I found it very thought provoking, particularly in the way that CISOs, or organisations, have been grouped into 4 tribes, based on their outlook on Security.
I wondered whether anyone else here had read it, or whether there are any other good resources available, perhaps books or other research, on the topic of assessing the security culture of an organisation.
I have worked at over 40 organizations in my IT/Security career as a long-time consultant and contractor. I tend to rate my experiences with organizations on a maturity model like CMMI.
I am currently at a level 0 organization and I have been there before. Now typically you rate applications, functions, tasks, etc for maturity and not the whole organization, but it is just a shortcut in my mind, so hopefully I don't offend anyone with this conceptualization.
A level 0 organization has numerous functions sub-ad hoc. Meaning not only do they not have consistent or documented processes, but they often have no idea how to even find their equipment and no one to admin them if they do. SCARY!!
But I take these jobs primarily to help them dig out of these holes as a program manager.
Here's what I have seen in my last 3 gigs as a cybersecurity program manager contractor:
I guess I am saying I find these truths to be recurring across numerous organizations and culture-types. Private and public, large and small, mature and immature.
Good stuff Ravenshroud,
Have you worked at any Level 4 or 5 firms and was that enjoyable?
Or does the satisfaction come from helping organisations to step up in their level of maturity?
Well of course there really is no level 5, as level 5 is a temporary state given the changing goals, particularly security and privacy goals, these days.
Even level 4 is very challenging to reach.

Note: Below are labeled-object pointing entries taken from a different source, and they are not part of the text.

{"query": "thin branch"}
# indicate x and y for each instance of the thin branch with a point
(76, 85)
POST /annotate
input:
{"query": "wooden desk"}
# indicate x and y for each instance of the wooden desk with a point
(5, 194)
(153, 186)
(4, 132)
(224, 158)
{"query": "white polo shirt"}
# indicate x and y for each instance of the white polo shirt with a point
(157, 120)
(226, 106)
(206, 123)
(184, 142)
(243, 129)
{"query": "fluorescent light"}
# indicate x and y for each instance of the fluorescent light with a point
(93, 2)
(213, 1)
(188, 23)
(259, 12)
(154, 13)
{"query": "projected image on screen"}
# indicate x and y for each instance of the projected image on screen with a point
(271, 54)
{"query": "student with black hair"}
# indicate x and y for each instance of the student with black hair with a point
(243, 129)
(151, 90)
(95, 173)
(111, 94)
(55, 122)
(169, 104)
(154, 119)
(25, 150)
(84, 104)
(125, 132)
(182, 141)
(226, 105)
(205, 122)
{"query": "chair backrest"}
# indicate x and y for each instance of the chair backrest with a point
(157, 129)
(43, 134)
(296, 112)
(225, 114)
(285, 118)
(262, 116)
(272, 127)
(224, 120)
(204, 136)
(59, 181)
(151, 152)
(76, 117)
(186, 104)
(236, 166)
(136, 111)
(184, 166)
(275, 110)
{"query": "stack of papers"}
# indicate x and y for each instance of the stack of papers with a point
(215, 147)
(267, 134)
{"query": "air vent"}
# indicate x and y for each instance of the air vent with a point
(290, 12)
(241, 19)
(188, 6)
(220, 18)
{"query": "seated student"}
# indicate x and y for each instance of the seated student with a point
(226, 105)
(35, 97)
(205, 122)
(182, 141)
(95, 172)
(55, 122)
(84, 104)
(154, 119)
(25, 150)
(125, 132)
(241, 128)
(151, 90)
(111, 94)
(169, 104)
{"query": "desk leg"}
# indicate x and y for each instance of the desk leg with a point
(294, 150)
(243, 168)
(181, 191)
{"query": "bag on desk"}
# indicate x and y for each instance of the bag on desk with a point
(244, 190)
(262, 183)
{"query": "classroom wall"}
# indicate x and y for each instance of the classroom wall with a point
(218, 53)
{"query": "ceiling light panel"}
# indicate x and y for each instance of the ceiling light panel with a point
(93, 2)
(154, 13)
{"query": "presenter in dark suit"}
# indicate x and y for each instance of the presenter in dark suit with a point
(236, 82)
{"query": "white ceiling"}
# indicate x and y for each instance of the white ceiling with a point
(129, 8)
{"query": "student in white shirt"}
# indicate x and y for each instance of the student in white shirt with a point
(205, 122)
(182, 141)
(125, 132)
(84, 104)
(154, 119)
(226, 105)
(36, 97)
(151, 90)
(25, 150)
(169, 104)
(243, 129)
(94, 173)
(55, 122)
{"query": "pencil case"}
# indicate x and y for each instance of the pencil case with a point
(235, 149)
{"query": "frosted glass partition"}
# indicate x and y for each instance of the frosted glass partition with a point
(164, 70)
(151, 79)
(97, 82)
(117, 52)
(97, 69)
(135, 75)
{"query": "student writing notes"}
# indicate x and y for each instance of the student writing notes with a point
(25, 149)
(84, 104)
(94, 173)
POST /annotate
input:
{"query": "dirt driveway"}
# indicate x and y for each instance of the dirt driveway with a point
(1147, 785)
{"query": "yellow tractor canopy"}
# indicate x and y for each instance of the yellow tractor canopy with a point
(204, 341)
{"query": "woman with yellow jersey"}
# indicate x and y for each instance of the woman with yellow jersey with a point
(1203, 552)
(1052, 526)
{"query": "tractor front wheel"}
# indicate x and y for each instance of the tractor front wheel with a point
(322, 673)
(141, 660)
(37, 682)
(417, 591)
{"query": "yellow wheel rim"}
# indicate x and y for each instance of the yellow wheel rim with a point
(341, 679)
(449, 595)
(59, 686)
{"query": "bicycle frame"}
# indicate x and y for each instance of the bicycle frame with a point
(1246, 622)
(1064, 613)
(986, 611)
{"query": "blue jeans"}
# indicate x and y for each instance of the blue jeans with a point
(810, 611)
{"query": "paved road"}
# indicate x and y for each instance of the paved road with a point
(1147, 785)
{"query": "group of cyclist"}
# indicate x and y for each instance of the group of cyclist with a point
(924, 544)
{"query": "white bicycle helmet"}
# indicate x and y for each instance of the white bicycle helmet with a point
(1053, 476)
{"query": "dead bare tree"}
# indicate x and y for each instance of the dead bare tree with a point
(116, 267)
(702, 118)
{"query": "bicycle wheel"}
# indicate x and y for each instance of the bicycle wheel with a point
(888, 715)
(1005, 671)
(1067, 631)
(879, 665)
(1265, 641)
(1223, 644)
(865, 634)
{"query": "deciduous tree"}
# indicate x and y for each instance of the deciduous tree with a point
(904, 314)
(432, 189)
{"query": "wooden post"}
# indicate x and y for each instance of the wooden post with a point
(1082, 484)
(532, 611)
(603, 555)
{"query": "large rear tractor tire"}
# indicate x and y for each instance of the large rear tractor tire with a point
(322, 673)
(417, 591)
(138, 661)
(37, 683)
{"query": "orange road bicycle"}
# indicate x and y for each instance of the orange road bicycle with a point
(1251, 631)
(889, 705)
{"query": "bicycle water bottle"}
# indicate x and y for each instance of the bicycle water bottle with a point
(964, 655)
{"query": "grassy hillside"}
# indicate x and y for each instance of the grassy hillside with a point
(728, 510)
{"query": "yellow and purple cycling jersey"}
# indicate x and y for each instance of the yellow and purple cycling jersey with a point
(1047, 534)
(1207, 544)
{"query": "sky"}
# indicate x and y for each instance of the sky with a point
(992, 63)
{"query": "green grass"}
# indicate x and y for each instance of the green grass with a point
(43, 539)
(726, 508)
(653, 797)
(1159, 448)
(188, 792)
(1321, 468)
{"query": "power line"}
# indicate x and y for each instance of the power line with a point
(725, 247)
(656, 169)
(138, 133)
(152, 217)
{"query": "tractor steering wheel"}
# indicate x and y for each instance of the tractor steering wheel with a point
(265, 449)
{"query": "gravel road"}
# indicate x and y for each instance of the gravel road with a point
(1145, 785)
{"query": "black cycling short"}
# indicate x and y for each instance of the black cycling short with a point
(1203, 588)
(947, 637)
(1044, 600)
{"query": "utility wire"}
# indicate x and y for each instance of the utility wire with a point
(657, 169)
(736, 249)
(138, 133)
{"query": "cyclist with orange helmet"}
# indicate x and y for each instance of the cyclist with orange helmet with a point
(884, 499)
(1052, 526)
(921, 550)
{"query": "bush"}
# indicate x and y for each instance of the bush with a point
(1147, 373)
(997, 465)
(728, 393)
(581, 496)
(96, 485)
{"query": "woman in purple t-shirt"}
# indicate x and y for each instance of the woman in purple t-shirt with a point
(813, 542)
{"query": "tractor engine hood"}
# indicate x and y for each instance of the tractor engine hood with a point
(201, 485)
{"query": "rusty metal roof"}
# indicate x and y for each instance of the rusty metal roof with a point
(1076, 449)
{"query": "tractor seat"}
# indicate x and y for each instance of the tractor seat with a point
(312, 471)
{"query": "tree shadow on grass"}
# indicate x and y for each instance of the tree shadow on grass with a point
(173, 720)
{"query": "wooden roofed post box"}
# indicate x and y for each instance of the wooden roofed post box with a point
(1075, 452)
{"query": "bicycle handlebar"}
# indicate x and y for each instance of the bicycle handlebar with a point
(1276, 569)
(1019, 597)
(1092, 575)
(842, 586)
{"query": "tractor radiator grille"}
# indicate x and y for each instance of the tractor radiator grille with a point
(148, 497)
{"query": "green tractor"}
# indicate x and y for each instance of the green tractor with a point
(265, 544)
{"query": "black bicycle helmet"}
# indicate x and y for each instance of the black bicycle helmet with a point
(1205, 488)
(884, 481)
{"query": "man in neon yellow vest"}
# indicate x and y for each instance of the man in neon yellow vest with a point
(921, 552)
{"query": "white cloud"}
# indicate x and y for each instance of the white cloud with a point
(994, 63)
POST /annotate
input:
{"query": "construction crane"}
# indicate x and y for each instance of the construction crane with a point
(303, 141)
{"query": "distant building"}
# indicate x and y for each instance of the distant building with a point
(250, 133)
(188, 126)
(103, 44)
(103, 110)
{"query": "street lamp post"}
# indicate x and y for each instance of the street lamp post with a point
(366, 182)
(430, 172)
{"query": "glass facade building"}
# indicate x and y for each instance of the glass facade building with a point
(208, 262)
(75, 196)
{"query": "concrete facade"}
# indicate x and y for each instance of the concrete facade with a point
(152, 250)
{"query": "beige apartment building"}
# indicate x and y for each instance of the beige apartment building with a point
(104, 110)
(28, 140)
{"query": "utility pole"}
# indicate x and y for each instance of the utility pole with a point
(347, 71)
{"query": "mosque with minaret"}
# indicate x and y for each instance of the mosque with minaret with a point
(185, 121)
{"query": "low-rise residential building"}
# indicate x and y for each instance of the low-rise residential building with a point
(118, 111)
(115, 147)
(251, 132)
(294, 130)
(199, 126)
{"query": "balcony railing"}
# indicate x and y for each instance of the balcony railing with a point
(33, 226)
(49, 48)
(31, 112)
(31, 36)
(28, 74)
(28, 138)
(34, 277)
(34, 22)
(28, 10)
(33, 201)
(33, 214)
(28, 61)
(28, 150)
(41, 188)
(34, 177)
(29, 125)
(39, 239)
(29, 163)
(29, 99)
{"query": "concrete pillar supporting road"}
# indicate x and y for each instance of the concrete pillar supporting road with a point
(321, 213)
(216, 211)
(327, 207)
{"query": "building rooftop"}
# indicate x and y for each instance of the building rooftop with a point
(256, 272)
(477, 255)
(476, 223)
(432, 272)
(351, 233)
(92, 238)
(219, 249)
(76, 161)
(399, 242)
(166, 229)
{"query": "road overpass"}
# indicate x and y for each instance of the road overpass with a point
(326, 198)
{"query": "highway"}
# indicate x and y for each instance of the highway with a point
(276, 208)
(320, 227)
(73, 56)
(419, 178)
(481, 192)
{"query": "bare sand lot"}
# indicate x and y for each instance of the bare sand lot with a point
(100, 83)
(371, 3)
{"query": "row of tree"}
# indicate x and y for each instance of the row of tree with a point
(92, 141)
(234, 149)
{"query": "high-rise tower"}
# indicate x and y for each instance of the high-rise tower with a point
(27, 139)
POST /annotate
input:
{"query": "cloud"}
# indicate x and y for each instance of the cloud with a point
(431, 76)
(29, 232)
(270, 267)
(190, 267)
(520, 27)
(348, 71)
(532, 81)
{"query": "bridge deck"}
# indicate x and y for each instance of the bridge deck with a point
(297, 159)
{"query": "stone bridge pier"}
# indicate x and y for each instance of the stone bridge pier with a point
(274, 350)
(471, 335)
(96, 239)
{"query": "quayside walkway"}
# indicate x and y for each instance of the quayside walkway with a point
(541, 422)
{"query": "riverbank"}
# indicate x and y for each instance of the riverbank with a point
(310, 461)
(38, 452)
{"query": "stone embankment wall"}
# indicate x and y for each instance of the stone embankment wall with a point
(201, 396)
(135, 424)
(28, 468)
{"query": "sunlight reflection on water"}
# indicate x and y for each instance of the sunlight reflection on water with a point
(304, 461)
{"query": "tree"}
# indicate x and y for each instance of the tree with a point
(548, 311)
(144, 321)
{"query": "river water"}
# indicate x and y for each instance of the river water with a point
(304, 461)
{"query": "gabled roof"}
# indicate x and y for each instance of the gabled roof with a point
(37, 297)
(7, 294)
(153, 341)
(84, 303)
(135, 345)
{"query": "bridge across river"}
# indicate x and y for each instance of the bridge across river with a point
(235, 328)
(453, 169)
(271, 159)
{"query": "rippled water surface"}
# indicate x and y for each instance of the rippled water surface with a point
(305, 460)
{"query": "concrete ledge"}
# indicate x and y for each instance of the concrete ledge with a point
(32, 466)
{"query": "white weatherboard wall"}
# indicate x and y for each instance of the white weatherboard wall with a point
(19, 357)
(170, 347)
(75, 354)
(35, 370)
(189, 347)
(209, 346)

I managed the largest technical team for Dell's largest services customer a few years back and I created a report for my executive director that showed how many people would be required to keep different technologies at different maturity levels.
But here is the problem....
IT staffing at organizations tends to be kept at KTLO-levels (Keep the Lights On) or just above it. It is very hard to get past level 2 with that mentality and budget.
Security staffing, I am finding, is ramping up quickly but because there are so many vectors of attack, it is hard to keep 20 tools online and optimized. (Firewall, IDS/IPS, Vulnerability Scans, Antivirus, heuristics engines (FireEye, Carbon Black, etc), application scanners, patch management, email security gateways, web browser gateways, PIM, etc. etc.) and this doesn't include compliance or risk management.
Level 3 maturity should be everyone's goal for critical technologies (business or IT). Level 2 is good enough with limited staffing for everything else. Level 4 and 5 are stretch goals when staffing is accessible.
I am finding global organizations saving money by hiring in Poland, Columbia, Malaysia, Bangladesh, etc. Those companies are going to have a real advantage once they ramp up their staff, if they can hold onto them!